<<Curious it would take TEVA this long to do this...why not do it right after the CAFC decision?>>
In fact, that is precisely what they did -- that is, the reissuance application is old news. From the Mylan brief opposing TEVA's cert application:
3. Subsequent proceedings before the Patent Office On August 12, 2013, Teva filed an application with the United States Patent and Trademark Office (Patent Office) asking that it reissue the ’808 patent to correct the error in the claim language identified by the Federal Circuit. See Appl. No. 13/964,856, portal.uspto.gov/pair/PublicPair (search by application number). Reissue of patents to correct an error requires an oath by the applicant admitting the existence of the error to be corrected. 35 U.S.C. § 251; 37 C.F.R. §§ 1.63, 1.175; Manual of Patent Examining Procedure §§ 1402, 1414. The reissue application remains pending before the Patent Office.
Evidently, the hippo has not quite reached 30 kph.

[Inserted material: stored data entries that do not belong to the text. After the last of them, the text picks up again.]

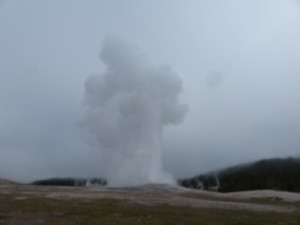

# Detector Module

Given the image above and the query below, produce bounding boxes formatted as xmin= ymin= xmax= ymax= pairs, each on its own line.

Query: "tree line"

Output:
xmin=178 ymin=157 xmax=300 ymax=193
xmin=31 ymin=177 xmax=107 ymax=187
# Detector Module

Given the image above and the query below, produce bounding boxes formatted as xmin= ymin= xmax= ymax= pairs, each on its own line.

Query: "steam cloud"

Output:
xmin=83 ymin=38 xmax=188 ymax=186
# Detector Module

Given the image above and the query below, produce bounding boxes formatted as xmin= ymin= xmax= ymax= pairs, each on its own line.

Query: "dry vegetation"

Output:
xmin=0 ymin=180 xmax=300 ymax=225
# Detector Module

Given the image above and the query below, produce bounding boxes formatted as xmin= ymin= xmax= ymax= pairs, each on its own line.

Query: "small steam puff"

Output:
xmin=83 ymin=38 xmax=188 ymax=186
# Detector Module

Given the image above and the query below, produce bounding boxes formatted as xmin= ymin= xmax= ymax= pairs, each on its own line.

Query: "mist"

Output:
xmin=1 ymin=0 xmax=300 ymax=183
xmin=82 ymin=38 xmax=187 ymax=186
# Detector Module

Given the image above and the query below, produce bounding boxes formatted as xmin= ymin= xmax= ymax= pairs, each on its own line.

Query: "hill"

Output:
xmin=179 ymin=157 xmax=300 ymax=193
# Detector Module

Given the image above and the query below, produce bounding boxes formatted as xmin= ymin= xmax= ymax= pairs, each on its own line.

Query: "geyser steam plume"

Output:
xmin=83 ymin=38 xmax=188 ymax=186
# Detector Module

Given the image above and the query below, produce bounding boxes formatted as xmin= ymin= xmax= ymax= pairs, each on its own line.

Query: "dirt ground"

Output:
xmin=1 ymin=180 xmax=300 ymax=213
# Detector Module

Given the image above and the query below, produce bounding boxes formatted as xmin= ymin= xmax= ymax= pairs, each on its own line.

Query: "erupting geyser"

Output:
xmin=83 ymin=38 xmax=188 ymax=186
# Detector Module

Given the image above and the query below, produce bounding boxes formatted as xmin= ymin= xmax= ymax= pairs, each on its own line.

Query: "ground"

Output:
xmin=0 ymin=179 xmax=300 ymax=225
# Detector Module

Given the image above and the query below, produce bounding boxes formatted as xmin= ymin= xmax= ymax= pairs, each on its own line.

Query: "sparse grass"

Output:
xmin=182 ymin=192 xmax=300 ymax=209
xmin=0 ymin=193 xmax=300 ymax=225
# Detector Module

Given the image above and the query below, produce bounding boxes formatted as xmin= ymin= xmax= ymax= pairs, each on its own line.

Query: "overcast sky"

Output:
xmin=1 ymin=0 xmax=300 ymax=182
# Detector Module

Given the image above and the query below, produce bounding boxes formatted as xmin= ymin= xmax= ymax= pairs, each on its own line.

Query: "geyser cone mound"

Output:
xmin=123 ymin=183 xmax=192 ymax=193
xmin=83 ymin=37 xmax=188 ymax=186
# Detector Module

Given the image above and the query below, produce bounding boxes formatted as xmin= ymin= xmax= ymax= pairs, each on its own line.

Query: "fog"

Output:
xmin=0 ymin=0 xmax=300 ymax=182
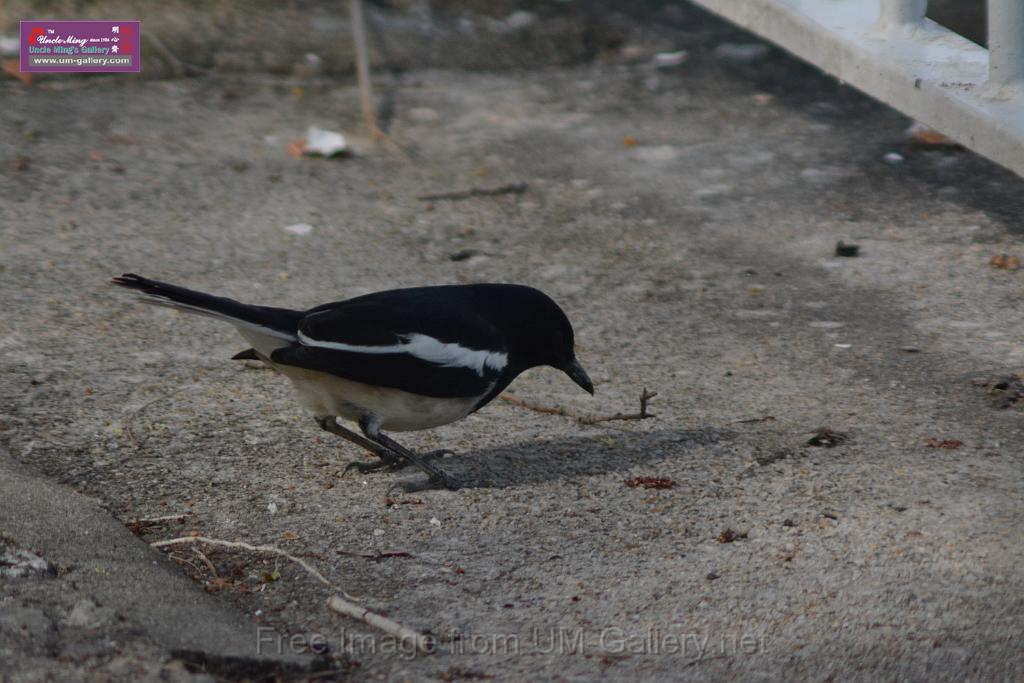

The nub of TEVA's argument is that the Federal Circuit reviewed the lower court decision that the 808 patent was not indefinite "de novo", that is, they did not "defer" to the findings of the lower court as they generally would for factual matters, being of the view that the question is a legal one. The standard of review for claims of indefiniteness is one that has been, and is being litigated in the Federal Circuit, indeed, one of the arguments adduced by Mylan/Momenta legal team is that the Supreme Court should wait for the full panel of the Federal Circuit to review the question, as they are scheduled to do.